Opening Night

Die besten Tage in Berlin

Das längste deutsche Wort soll ja angeblich »Rindfleisch- etikettierungsüberwachungsaufgabenübertragungsgesetz« sein. Ganz so lang war das Wort, das sich Mike Delberg am Montagabend bei der Opening Night für eine der Volunteers als kleine Deutschstunde ausgedacht hatte, nicht, aber Tamar Morali hatte trotzdem Mühe, die Buchstaben halbwegs aneinanderzureihen. Da ist doch »Juten Tach« schon wesentlich einfacher. Das waren die anderen Wörter, die Delberg der freiwilligen Helferin zum Üben gab.

Die Verständigung allerdings klappte am ersten Tag der EMG auch ohne komplizierte Substantive. Teams trafen sich an der Hotelbar, hingen in der Lobby ab oder hielten einen kleinen Plausch mit Händen und Füßen, falls es mit dem Englisch zwischendurch hakte.
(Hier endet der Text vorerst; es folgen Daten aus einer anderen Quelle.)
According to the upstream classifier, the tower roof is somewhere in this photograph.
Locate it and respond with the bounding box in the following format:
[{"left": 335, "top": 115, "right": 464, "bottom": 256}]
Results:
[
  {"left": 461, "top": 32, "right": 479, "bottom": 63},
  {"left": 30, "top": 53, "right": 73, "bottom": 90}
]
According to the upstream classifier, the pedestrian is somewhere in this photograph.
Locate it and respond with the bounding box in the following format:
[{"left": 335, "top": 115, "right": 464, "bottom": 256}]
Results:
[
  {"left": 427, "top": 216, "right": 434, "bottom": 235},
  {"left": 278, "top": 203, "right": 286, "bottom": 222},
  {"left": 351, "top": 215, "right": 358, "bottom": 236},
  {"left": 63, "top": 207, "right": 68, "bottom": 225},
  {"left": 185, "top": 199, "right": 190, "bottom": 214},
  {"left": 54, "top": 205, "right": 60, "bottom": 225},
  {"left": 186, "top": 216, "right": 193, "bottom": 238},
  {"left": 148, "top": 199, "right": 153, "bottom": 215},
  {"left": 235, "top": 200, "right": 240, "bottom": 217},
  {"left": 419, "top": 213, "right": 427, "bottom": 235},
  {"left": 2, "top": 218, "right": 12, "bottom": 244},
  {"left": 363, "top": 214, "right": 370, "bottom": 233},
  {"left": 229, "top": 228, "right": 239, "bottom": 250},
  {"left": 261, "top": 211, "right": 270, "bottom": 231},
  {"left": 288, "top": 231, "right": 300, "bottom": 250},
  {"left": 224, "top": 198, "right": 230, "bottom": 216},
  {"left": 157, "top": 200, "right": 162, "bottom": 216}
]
Im Speisesaal des Estrel-Hotels sollte es am Montagabend noch viel lauter werden, aber der Geräuschpegel aus französischen, hebräischen, spanischen und türkischen Wortfetzen lag schon vor der »Icebreaker«-Party ziemlich hoch.

Bär Fast alle Athleten standen, saßen, liefen herum und waren teilweise doch recht erleichtert, als endlich das Makkabi-Maskottchen, ein blauer Bär, auf die Bühne trat, um den Mann anzukündigen, der mit häufigen Kostümwechseln und netten Wortspielchen durch den Abend führen sollte – Mike Delberg.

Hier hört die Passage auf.